Türkiye’nin çeşitli illerinde, farklı kültürlere ve sosyoekonomik gruplara ait Z kuşağı bireyler ile birebir görüşmeler yaparak, derin bir araştırma neticesinde yazdığı “Z: Bir Kuşağı Anlamak” kitabıyla ses getiren Kuşak Araştırmacısı, Yazar Evrim Kuran, “Milenyum Çağı Gençleri” hakkına şunların altını çiziyor: “Kuşakları anlamak; geçmişi onurlandırmak, geleceği mümkün kılmak için fevkalade bir araç. Bugün dünyada demografik bir devrim gerçekleşiyor. Yaş 35 artık yolun yarısı değil ve bu demografik değişiklik hayatın her alanını etkileyen ve yakın gelecekte daha da etkileyecek olan yeni sosyal sınıfların oluştuğunu, yeni bir değerler setinin, yeni bir yaşam tavrının konuşulması gerektiğini anlatıyor. Dünya nüfusunun %32’si, Türkiye nüfusunun ise %30’u Z kuşağı. Bir başka deyişle ülkemizde 24 milyondan fazla 19 yaş ve altında birey var. Z kuşağı geleceğe damgasını vuracak olan kuşak.
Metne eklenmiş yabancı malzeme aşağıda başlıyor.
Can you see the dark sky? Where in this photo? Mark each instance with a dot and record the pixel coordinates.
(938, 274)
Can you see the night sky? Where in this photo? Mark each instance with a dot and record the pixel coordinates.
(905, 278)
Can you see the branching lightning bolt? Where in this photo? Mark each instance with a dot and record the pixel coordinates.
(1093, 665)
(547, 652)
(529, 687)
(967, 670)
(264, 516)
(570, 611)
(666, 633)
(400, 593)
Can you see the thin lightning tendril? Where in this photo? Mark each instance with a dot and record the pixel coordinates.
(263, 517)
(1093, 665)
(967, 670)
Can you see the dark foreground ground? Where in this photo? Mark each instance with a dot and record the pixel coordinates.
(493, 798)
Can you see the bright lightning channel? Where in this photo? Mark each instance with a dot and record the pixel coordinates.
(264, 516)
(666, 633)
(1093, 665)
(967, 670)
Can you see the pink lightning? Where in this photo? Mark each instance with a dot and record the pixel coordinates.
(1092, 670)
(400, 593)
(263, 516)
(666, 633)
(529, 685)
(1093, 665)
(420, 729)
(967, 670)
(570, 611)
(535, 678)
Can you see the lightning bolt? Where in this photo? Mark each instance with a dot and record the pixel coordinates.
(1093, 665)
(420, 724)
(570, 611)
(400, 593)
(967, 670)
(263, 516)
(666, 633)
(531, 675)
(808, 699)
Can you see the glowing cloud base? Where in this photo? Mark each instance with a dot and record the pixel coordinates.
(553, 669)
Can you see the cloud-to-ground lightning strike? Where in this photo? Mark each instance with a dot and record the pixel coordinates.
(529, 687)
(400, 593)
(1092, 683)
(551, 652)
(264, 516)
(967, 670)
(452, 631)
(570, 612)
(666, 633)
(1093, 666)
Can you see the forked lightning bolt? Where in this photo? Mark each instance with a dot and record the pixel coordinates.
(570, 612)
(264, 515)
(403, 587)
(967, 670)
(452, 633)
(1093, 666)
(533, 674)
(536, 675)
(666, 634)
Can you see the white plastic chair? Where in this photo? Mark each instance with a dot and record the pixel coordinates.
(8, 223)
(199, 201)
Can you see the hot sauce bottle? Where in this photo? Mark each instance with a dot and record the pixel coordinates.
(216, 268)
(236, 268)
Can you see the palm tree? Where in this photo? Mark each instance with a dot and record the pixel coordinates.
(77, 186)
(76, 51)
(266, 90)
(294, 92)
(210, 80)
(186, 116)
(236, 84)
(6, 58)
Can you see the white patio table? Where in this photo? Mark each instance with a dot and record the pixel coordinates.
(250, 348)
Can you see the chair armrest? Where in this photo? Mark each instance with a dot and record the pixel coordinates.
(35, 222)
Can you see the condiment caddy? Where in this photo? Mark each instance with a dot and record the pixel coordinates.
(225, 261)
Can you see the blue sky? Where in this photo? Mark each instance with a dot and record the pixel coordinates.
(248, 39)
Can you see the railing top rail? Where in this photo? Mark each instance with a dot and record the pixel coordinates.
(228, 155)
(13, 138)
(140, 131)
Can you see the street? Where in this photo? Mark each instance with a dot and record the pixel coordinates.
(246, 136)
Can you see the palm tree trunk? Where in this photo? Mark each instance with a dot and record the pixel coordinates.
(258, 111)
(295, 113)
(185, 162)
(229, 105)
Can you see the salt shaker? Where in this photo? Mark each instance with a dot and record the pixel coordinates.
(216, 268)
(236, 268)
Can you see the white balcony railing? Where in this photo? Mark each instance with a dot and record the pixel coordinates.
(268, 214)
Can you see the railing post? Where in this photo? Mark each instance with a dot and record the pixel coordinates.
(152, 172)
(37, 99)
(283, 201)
Hayatı ele alış biçimleri ve değerleriyle öncüllerinden belirgin farklılıklar sergileyecekler. Onların yetişkin bireyler halini alacağı gelecekte, sadeleşme, sürdürülebilirlik, girişimcilik ve sivil toplum inisiyatiflerinin değer kazanacağına, doğanın, barışın, yaratıcı zekânın her zamankinden daha kıymetli olacağı dönemler yaklaşıyor. Duygusal zekanın en önemli yetkinliklerden biri halini aldığı bu yeni çağın çocukları, dünyaya epeydir unuttuğu kavramları hatırlatacak. Z kuşağı da bir şeyler yaratma ve üretme konusunda becerileriyle geldiler. El işçiliklerini kullanarak bir şeyler yaratmaktan keyif alan, daha fazla eşyaya değil, daha anlamlı deneyime sahip olmak isteyen bir kuşak…
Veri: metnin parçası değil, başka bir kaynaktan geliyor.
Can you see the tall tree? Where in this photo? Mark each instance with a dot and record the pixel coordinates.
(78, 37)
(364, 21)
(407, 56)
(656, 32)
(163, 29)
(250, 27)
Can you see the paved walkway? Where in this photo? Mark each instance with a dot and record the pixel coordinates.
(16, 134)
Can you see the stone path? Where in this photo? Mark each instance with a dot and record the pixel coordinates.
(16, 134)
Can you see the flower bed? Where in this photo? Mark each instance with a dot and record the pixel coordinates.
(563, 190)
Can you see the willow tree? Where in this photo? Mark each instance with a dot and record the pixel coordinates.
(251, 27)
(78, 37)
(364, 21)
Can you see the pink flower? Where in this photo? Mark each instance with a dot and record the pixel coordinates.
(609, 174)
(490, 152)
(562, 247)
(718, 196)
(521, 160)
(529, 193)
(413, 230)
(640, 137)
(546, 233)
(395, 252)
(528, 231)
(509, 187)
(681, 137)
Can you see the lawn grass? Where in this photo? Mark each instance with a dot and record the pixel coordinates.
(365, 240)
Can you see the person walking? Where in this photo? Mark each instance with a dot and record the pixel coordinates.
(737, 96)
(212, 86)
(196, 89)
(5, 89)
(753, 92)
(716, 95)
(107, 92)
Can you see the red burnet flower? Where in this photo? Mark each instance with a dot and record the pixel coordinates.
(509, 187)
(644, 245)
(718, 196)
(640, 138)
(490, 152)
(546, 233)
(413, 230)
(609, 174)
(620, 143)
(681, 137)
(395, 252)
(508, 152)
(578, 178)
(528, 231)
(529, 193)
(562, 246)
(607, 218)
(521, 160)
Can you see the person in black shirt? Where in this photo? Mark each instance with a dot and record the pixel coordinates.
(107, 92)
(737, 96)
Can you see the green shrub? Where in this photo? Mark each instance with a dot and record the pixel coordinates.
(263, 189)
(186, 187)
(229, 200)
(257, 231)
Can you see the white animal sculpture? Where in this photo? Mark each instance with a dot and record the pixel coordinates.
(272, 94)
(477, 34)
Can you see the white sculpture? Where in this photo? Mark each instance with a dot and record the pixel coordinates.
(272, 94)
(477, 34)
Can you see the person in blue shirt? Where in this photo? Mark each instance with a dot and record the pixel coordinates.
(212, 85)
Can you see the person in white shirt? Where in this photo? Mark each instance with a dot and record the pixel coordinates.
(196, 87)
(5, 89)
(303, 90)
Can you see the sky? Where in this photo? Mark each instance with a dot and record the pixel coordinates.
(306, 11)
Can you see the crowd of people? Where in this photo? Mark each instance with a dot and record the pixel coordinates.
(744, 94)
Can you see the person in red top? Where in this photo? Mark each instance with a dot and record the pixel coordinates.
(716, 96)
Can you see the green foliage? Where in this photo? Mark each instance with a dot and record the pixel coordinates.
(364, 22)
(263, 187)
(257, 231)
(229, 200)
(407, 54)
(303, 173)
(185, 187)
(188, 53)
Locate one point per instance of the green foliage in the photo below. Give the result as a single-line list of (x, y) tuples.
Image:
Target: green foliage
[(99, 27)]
Z jenerasyonu henüz yetişkin değil, kendi içeriklerini yaratma fırsatı isteyen ve bu sebeple artık sunduklarımızın tüketicisi değil türeticisi olmayı talep eden yepyeni bir kuşak. Y kuşağının “tüketici merkezli” döneminden sonra Z kuşağı ile “bağlam merkezli” dönem başlıyor. Bu durum öğretmenleri, fikir liderlerini, markaları, şirketleri, sahnedeki bilge kişilik olmak yerine kolaylaştırıcı bir rehber olmaya zorlayacak. Yani eğitimden tüketime, üretimden iletişime her süreçte hegemonyanın ezberleri bozulacak ve fark yaratmak değil de birlikte değer yaratmaya odaklanılacak.”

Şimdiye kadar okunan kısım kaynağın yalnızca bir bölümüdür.